Odd-chain fatty acids are those fatty acids that contain an odd number of carbon atoms. Most fatty acids are even chain, e.g. stearic and oleic. So in addition to being classified according to their saturation of unsaturation, fatty acids are also classified according to the odd vs. even numbers of constituent carbon atoms. In terms of physical properties, odd and even fatty acids are similar, generally being colorless, soluble in alcohols, and often somewhat oily. On a molecular level, the odd-chain fatty acids are biosynthesized and metabolized slightly differently from the even-chained relatives. In addition to the usual C12-C22 long chain fatty acids, some very long chain fatty acids are also known. Some of these VLCFAs are also of the odd-chain variety.
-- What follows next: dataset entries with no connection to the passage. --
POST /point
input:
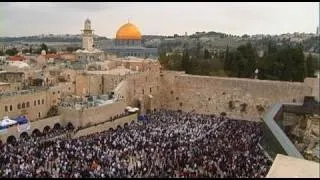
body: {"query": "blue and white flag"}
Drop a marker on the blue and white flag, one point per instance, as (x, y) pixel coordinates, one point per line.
(3, 129)
(23, 127)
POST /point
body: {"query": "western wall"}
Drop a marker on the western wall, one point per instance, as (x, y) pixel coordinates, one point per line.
(237, 97)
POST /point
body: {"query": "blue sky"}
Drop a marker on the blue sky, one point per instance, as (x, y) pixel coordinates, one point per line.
(158, 18)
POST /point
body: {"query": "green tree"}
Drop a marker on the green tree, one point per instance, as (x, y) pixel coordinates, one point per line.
(310, 67)
(24, 51)
(12, 52)
(43, 47)
(206, 54)
(186, 63)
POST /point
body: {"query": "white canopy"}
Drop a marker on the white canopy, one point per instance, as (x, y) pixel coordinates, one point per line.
(7, 122)
(128, 107)
(133, 109)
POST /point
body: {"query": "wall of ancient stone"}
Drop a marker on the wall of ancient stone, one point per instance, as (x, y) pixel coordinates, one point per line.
(144, 87)
(85, 116)
(88, 84)
(107, 125)
(238, 97)
(34, 105)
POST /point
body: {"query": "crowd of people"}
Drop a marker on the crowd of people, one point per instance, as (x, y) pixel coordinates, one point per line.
(166, 144)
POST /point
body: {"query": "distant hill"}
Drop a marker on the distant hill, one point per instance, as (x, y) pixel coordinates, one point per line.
(48, 38)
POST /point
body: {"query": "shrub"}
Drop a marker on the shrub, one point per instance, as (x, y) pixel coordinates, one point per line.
(243, 107)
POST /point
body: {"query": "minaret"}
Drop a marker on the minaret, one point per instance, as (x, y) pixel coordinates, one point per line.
(87, 36)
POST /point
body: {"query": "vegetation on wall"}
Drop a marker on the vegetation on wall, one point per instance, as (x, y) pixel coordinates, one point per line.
(286, 62)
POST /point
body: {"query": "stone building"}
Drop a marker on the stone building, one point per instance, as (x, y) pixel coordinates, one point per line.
(128, 43)
(88, 53)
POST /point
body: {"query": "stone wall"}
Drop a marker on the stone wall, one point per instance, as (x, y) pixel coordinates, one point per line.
(34, 105)
(39, 125)
(106, 126)
(238, 97)
(86, 116)
(88, 84)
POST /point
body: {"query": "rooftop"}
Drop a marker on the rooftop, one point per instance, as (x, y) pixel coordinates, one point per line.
(291, 167)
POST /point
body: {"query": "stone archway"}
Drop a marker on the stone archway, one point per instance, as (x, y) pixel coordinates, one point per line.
(46, 130)
(57, 126)
(36, 132)
(24, 135)
(70, 126)
(136, 103)
(11, 140)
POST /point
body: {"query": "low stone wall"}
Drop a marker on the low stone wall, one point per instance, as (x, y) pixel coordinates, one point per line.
(107, 125)
(39, 124)
(238, 97)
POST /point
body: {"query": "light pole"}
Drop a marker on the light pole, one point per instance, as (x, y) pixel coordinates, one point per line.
(256, 73)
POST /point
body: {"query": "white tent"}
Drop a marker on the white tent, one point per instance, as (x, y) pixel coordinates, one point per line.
(128, 107)
(7, 122)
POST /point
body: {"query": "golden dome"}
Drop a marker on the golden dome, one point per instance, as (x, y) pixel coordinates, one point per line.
(128, 31)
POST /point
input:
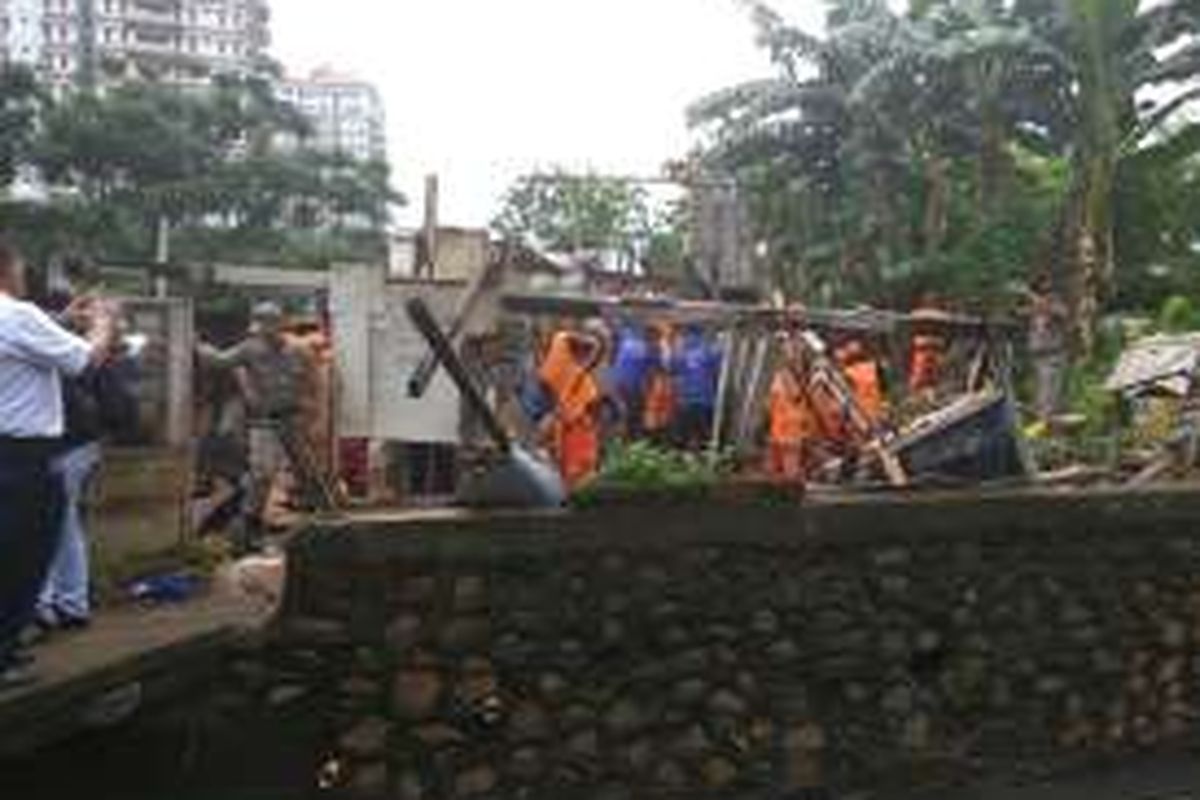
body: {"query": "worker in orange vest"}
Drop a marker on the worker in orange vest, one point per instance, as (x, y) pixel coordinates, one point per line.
(862, 372)
(569, 374)
(791, 419)
(928, 356)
Oxidation of odd-carbon fatty acids requires three additional enzymes. The first is propionyl-Coa carboxylase. This enzyme is responsible for carboxylating the α-carbon of a Propionyl-CoA to produce D-methylmalonyl-CoA. After this, methylmalonyl-CoA epimerase carries out an isomerization reaction. Specifically, the D-isomer produced by the carboxylase reaction is transformed into the L-isomer of Methylmalonyl-CoA. This is a recently discovered enzyme, it was researched during the late 1900s and the first publication was in 1961. Researchers concluded that there was indeed an racemic reaction prior to reaching succinyl-CoA. To reach Succinyl-CoA, the L-Isomer of the if Methylmalonyl-Coa is used as a substrate by Methylmalonyl-CoA mutase. This reaction is essentially a switch in positions between the carboxylated α-Carbon and the β-Carbon. For this reaction to take place, the enzyme works with a cofactor known as a Vitamin B12, allowing the mechanism to take place through a free radical mechanism With these three reactions completed to success, the fatty acid is allowed to continue through normal β-Oxidation rounds.
Occurrence
OCFAs are found particularly in ruminant fat and milk. Some plant-based fatty acids, also have an odd number of carbon atoms, and Phytanic fatty acid absorbed from the plant chlorophyll has multiple methyl branch points. As a result, it breaks down into three odd-numbered 3C Propionyl segments as well as three even-numbered 2C Acetyl segments and one even numbered 4C Isobutynoyl segment. In humans, in sharp contrast to butyrate and octanoate, the odd-chain SCFA, propionate, has no inhibitory effect on glycolysis and does not stimulate ketogenesis. Odd-chain and branched-chain fatty acids, which form propionyl-CoA, can serve as minor precursors for gluconeogenesis.